Les 3 types de prévention ©Maeva Aubert

 

 

A ces trois niveaux peut se rajouter la prévention quaternaire qui désigne l'ensemble des soins auprès de malades qui ont dépassé le stade des soins curatifs et qui peuvent se trouver en phase terminale. Elle inclue l'accompagnement des personnes en fin de vie. Ce niveau de prévention correspond aux soins palliatifs.

 

Ainsi la prévention est une notion très large, et peut se faire avant ou après l’apparition d’une maladie. C’est une action très importante, et chez les jeunes on parle de prévention par rapport aux notions évoquées dans l’article précédent, en insistant sur les préventions au niveau de la drogue, de l’alcool, des MST, de la malnutrition…bref, de tout ce qui touche aux jeunes générations.

 

Les campagnes de préventions sont très importantes, car c’est par celles-ci que le message passe (plus ou moins bien). Elles sont très présentes dans les collèges et les lycées, établissements hébergeant des adolescents en situation parfois critique. Le fait de faire des campagnes dans ces lieux permet d’être au plus proche de ces jeunes et de conseiller au maximum ceux dans le besoin. Cela permet aussi parfois de déceler des jeunes en grande difficulté. De nombreux acteurs viennent sur place, échanger avec les élèves, leur expliquer les risques de telle drogue, de telle conduite. Le but n’étant pas de les « fâcher » comme des enfants ayant fait une bêtise, mais au contraire de leur montrer les erreurs dangereuses à éviter qui pourraient s’avérer fatales.

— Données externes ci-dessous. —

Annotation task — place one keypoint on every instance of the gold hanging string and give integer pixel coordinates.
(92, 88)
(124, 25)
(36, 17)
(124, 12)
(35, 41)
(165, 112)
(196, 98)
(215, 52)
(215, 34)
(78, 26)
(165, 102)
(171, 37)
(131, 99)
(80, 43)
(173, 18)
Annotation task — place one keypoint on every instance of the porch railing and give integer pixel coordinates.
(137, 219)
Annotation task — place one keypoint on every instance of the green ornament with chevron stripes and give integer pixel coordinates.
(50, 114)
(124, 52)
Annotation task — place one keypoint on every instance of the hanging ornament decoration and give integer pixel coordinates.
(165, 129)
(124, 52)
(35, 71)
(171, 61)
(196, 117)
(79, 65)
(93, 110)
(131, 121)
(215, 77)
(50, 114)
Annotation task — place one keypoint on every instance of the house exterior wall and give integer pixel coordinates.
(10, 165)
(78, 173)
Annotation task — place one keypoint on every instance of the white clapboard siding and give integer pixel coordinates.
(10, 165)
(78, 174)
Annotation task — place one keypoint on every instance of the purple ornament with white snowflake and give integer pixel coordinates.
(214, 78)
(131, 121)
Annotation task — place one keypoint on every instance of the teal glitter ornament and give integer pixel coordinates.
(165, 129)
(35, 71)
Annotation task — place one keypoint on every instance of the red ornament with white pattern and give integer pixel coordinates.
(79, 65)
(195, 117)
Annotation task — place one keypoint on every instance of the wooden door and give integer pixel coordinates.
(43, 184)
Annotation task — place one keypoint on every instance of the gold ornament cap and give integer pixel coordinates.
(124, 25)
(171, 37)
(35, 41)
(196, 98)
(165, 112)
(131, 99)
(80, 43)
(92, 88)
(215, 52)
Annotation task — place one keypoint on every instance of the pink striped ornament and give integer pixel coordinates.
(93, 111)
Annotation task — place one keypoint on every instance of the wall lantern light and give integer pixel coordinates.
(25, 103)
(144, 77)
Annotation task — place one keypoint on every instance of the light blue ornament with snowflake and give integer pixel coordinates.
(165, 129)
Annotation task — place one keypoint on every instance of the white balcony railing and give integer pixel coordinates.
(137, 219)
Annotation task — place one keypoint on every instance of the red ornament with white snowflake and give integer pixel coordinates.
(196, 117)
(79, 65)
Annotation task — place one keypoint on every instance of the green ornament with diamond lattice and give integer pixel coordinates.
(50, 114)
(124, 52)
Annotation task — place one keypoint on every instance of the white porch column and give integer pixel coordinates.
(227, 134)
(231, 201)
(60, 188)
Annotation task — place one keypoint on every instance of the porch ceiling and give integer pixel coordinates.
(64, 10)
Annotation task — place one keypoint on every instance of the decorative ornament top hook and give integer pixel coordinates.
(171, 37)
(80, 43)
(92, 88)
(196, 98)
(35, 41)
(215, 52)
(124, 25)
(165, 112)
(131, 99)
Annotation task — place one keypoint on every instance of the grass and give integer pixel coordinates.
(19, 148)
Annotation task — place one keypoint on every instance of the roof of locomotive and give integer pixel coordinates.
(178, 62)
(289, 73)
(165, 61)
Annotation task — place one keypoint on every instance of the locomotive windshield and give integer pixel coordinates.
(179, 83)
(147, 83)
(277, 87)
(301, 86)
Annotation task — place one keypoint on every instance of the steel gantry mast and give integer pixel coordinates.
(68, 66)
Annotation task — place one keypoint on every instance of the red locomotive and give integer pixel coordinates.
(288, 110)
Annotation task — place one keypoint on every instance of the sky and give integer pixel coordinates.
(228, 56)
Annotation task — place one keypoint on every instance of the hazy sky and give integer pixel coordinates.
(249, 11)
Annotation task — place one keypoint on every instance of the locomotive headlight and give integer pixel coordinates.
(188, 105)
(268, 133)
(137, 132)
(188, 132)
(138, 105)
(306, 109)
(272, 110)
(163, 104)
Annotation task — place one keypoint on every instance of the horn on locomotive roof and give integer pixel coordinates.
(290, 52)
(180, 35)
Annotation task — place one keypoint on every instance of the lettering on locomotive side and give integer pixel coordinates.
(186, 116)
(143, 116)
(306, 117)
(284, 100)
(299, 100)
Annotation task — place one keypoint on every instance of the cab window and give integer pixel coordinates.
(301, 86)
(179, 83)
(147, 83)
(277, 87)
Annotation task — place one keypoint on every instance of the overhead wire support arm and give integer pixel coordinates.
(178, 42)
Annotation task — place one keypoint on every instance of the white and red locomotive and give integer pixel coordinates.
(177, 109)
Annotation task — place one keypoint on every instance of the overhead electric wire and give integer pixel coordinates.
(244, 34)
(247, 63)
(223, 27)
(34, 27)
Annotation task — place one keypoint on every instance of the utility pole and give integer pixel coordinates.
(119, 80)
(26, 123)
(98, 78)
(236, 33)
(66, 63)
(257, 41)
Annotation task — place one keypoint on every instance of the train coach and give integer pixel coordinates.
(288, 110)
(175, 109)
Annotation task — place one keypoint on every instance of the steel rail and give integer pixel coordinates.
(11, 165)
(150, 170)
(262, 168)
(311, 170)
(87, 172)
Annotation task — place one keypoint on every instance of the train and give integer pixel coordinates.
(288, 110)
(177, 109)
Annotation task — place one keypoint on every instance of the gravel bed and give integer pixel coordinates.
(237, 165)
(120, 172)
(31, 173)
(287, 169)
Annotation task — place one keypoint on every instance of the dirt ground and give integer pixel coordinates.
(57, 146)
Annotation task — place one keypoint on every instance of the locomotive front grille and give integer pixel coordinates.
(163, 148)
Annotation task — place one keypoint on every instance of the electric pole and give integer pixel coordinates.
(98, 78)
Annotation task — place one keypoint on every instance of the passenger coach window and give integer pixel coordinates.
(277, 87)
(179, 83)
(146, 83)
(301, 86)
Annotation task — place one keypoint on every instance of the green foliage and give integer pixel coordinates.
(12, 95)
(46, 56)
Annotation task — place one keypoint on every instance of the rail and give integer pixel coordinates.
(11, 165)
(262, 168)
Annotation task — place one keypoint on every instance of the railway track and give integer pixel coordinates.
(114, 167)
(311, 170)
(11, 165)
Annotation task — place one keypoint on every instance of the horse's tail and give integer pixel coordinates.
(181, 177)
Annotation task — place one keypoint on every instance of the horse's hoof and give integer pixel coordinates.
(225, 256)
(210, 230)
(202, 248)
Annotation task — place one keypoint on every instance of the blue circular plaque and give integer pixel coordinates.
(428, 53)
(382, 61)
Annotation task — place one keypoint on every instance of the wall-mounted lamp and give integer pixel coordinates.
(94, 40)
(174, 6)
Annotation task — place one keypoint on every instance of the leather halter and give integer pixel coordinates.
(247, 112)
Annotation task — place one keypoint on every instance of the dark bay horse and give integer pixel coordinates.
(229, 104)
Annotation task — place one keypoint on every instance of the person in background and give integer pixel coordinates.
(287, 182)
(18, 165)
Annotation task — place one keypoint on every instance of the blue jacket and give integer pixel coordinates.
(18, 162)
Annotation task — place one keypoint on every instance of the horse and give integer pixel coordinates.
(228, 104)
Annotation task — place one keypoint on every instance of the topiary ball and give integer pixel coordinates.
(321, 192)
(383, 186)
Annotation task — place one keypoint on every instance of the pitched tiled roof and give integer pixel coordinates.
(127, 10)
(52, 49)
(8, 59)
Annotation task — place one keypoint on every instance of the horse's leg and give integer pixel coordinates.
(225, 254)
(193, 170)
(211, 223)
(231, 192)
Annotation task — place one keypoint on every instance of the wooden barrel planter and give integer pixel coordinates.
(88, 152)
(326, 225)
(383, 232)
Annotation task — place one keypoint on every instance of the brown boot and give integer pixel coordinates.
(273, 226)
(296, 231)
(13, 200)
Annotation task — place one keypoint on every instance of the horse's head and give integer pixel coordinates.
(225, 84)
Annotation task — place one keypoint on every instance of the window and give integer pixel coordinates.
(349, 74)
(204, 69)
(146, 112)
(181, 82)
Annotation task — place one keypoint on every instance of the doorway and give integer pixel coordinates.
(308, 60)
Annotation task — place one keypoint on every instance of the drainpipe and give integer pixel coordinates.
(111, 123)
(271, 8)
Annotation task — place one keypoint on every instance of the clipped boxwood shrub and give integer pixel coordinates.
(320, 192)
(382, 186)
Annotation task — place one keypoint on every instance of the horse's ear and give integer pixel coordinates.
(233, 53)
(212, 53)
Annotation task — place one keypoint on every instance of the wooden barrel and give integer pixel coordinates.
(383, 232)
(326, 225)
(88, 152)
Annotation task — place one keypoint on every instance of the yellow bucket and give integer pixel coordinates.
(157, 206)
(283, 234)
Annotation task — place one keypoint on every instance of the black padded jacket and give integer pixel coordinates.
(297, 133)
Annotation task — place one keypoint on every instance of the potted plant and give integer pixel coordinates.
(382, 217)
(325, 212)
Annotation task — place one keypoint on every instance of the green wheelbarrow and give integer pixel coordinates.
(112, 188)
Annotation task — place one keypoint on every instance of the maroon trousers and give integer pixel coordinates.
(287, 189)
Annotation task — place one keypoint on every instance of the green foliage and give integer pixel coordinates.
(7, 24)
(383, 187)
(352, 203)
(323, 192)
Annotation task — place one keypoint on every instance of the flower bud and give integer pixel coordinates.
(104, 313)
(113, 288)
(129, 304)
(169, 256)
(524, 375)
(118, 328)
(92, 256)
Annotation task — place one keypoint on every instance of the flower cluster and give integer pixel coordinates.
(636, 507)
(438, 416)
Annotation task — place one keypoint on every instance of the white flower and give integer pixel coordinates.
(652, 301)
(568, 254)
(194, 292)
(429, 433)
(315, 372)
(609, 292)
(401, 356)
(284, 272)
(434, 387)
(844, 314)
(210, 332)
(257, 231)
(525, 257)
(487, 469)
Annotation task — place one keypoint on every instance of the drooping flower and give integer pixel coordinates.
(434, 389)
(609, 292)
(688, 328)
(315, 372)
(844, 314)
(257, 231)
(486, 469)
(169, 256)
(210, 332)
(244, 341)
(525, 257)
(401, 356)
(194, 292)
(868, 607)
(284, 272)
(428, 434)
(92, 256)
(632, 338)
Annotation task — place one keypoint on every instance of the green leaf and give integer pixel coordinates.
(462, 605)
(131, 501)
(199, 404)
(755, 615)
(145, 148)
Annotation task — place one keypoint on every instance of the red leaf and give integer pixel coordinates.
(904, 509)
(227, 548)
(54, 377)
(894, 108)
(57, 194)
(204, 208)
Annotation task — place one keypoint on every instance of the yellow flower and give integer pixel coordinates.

Cependant, malgré des préventions toujours plus nombreuses et originales, de nombreux jeunes subissent encore les conséquences d’actes irréparables (conduite en état d’ivresse ou sous stupéfiant, overdose de drogues, MST…)

 

Comment se fait-il qu’avec les dispositifs que notre société possède aujourd’hui, nous soyons toujours dans cette impasse ? Pourquoi les jeunes continuent-ils à se tuer sur les routes ? Les campagnes sont-elles mal appropriées ? Je tenterais de répondre à ces interrogations le long de ce blog, par le biais d’exemples et d’études de diverses campagnes.

 

 

La prévention © Bar Bee

 

11 avril 2018

Article 2: Quels dangers pour la santé des jeunes ?

 

Carte heuristique sur la santé des jeunes. Copyright Maeva Aubert

Après avoir défini la jeunesse et la santé, nous allons maintenant nous intéresser aux problèmes de santé qui touchent les jeunes. Évidemment, une personne de 18 ans ne subit pas les même soucis qu’une autre de 88 ans (et heureusement pour nous, sinon la sécurité sociale aurait coulée depuis belle lurette !).

 

Voyons tout d’abord qui est concerné par la santé des jeunes. En première position, bien évidemment, les jeunes ! (rappelons notre tranche d’âge de 15-25 ans). Mais ils ne sont pas les seuls, loin de là. Sont également acteurs les médecins (généralistes, psychologues, gynécologues…), les infirmiers (infirmière scolaire dans les collèges et lycées), les nutritionnistes (qui sont amenés eux aussi à faire des interventions dans les établissements), les pharmaciens (achat de préservatifs, pilules, médicaments…), la sécurité sociale étudiante (adaptée aux besoins des étudiants, qui ont normalement une santé qui nécessite moins de soins que les personnes plus âgées). On peut également noter l’OMS, qui est concernée par tout ce qui touche à la santé en général.

 

 

Par quoi est concernée la jeunesse en terme de santé ? L’illustration présente permet de montrer (à titre non exhaustif) les différents thèmes qui touchent les jeunes. Ici, ce ne sont pas les maladies cardio-vasculaires, l’arthrose ou les rhumatismes qui sont récurrents, mais plutôt le tabac, les drogues, l’alcool et la prévention sexuelle.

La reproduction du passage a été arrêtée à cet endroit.